At present, the position of children of void and voidable marriages, as provided
under Sec. 16 of the Act, is as follows
Children of unanulled voidable marriages shall be legitimate in the same way as
children of valid marriage are.
Children of void marriage (whether declared or not) and annulled voidable
marriage shall be deemed to be legitimate, but such children will inherit the
property of their parents alone and of nobody else.
In
Sujata v. Jagar (1992) the apex court held that, if the marriage is
void or voidable under any other provision of law, other than Sections 11 and 12
of the Act, the children will be illegitimate.
For example, if a marriage is void for lack of performance of requisite
ceremonies, the provisions of Sec. 16 will not apply.
This was held in many landmark cases like:
- M. Mattaya v.

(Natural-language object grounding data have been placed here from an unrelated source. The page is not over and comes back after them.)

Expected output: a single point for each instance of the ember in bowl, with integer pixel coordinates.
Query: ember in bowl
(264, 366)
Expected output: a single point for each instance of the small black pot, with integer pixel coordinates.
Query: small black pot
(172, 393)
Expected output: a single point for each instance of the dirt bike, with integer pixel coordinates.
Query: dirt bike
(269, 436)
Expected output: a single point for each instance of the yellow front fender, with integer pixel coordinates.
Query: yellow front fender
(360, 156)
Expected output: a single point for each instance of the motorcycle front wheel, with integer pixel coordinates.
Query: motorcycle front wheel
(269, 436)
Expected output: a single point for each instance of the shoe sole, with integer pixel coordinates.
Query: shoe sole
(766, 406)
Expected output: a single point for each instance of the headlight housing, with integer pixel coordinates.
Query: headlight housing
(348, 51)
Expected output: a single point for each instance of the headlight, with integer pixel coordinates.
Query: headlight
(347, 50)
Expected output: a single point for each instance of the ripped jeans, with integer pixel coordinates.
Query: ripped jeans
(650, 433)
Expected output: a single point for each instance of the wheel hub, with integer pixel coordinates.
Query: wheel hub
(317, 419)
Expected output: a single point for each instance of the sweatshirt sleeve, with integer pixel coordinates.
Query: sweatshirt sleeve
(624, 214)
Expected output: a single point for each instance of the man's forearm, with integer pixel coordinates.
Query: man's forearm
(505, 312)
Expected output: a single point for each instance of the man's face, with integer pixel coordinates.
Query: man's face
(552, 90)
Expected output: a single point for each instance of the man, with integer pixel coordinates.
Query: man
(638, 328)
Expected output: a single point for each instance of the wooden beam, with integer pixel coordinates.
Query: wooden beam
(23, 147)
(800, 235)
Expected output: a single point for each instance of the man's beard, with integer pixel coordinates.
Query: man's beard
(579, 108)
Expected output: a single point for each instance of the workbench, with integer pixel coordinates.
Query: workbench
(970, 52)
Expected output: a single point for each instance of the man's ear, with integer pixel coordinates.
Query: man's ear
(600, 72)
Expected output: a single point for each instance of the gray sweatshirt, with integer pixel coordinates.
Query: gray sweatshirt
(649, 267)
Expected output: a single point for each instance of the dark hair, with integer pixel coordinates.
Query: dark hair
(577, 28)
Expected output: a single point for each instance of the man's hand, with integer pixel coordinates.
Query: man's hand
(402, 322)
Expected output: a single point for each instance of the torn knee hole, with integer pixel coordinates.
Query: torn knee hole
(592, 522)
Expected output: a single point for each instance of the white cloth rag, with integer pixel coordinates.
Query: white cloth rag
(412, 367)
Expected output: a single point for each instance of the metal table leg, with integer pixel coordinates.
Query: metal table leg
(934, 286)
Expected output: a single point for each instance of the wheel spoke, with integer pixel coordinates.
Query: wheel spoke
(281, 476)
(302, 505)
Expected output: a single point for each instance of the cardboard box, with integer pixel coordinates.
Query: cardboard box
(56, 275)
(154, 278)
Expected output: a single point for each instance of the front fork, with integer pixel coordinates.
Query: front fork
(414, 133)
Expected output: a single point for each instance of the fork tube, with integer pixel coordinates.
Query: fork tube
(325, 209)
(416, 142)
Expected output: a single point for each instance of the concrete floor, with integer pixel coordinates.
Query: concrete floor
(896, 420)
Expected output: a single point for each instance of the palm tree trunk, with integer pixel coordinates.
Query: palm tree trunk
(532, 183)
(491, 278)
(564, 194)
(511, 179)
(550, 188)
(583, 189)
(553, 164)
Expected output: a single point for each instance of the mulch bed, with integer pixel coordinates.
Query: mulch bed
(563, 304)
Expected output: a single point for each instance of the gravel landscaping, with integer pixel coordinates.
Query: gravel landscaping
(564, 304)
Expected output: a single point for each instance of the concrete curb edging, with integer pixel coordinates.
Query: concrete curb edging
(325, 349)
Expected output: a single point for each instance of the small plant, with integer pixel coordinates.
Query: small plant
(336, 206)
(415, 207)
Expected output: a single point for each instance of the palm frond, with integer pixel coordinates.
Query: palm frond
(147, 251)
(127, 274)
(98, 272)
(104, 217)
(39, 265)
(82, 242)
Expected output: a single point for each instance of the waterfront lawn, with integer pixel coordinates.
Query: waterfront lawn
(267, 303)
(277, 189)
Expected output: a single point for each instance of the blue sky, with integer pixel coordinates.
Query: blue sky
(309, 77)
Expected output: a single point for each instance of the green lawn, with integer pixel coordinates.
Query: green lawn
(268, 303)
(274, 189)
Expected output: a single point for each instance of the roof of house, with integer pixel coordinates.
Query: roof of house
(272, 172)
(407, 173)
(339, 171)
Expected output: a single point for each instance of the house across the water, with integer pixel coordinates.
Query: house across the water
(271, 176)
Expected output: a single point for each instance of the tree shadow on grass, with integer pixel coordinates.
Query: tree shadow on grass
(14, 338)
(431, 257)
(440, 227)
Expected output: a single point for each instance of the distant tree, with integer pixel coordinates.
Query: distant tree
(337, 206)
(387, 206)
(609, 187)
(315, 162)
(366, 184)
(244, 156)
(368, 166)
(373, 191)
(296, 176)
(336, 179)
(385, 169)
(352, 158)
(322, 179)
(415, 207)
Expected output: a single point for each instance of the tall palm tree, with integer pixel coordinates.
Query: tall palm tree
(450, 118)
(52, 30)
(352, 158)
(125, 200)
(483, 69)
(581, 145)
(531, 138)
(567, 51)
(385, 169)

Kamu, (1981)
- Sudarsan v. State (1988)
- Santavam v. Dagubai (1987)
Such children can inherit the separate property of their father under Section
8, Hindu Succession Act, 1956, but could not lay any claim on the coparcenary
interest of the father. Child of such marriage has no birth right in the Hindu
joint family property.
Conclusion
The position of children of void and voidable marriages has undergone a gradual
improvement. Earlier, under English laws, children of only voidable marriages
were considered to be legitimate. Further the status of legitimacy was also
conferred on the children of void marriages under Hindu Marriage Act, 1955.
After that the amendment made to Sec 16 through Marriage Laws Amendment Act,
1976 clarified that the declaration of a void marriage was not necessary to
provide the status of legitimacy to the children of such a marriage.